These are not merely philosophical questions. Hanson attempts to answer them using models from economics, demographics, and technological forecasting.
The result is a future that feels strangely grounded.
Two Different Futures
Reading Kurzweil again after thinking about Hanson highlights how many different technological futures are imaginable.
Kurzweil’s vision centers on artificial intelligence surpassing human intelligence. In that world, the future belongs to machines that become increasingly alien to human cognition.
Hanson imagines something quite different.
In his world, the dominant minds of the future are still fundamentally human.

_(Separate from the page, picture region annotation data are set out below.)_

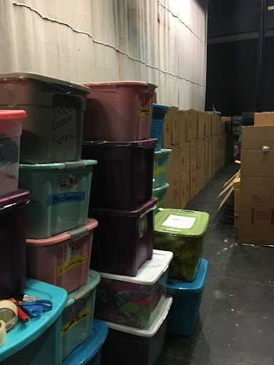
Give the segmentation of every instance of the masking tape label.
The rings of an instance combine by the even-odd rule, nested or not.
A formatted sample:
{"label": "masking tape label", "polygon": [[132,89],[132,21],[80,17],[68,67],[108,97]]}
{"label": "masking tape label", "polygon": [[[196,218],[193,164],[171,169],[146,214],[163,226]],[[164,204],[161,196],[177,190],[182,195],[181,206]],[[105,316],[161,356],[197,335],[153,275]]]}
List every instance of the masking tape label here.
{"label": "masking tape label", "polygon": [[138,117],[144,117],[146,115],[151,115],[151,109],[152,109],[152,108],[138,108]]}
{"label": "masking tape label", "polygon": [[82,319],[84,319],[87,317],[89,316],[89,314],[91,313],[91,306],[88,306],[85,309],[83,309],[82,311],[79,312],[79,313],[77,313],[76,316],[73,317],[71,321],[65,324],[64,326],[62,326],[62,328],[61,329],[61,336],[63,337],[65,334],[66,334],[68,331],[70,331],[73,326],[75,326],[78,322],[81,321]]}
{"label": "masking tape label", "polygon": [[73,267],[80,266],[84,264],[87,259],[88,254],[86,252],[83,255],[79,255],[76,257],[73,257],[67,262],[65,262],[61,266],[57,267],[57,277],[61,277],[66,274],[68,270],[70,270]]}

They have human motivations, human personalities, human quirks.
They are simply copied and accelerated.
The difference between these futures is profound.
One replaces humanity with new forms of intelligence.
The other multiplies humanity into vast digital populations.
Replicating Ourselves
Both possibilities raise uncomfortable questions.
If an emulation of your mind exists, is it you?
If thousands of copies of the same person are running simultaneously, which one is the original?
What happens to identity when minds become software?
And perhaps the strangest possibility of all is that the most transformative technology in history might not involve inventing entirely new intelligences.
It might simply involve replicating our own minds at scale.
For all the discussion about artificial intelligence, the future might ultimately belong not to machines that think differently from us—but to countless copies of ourselves, thinking faster than we ever could.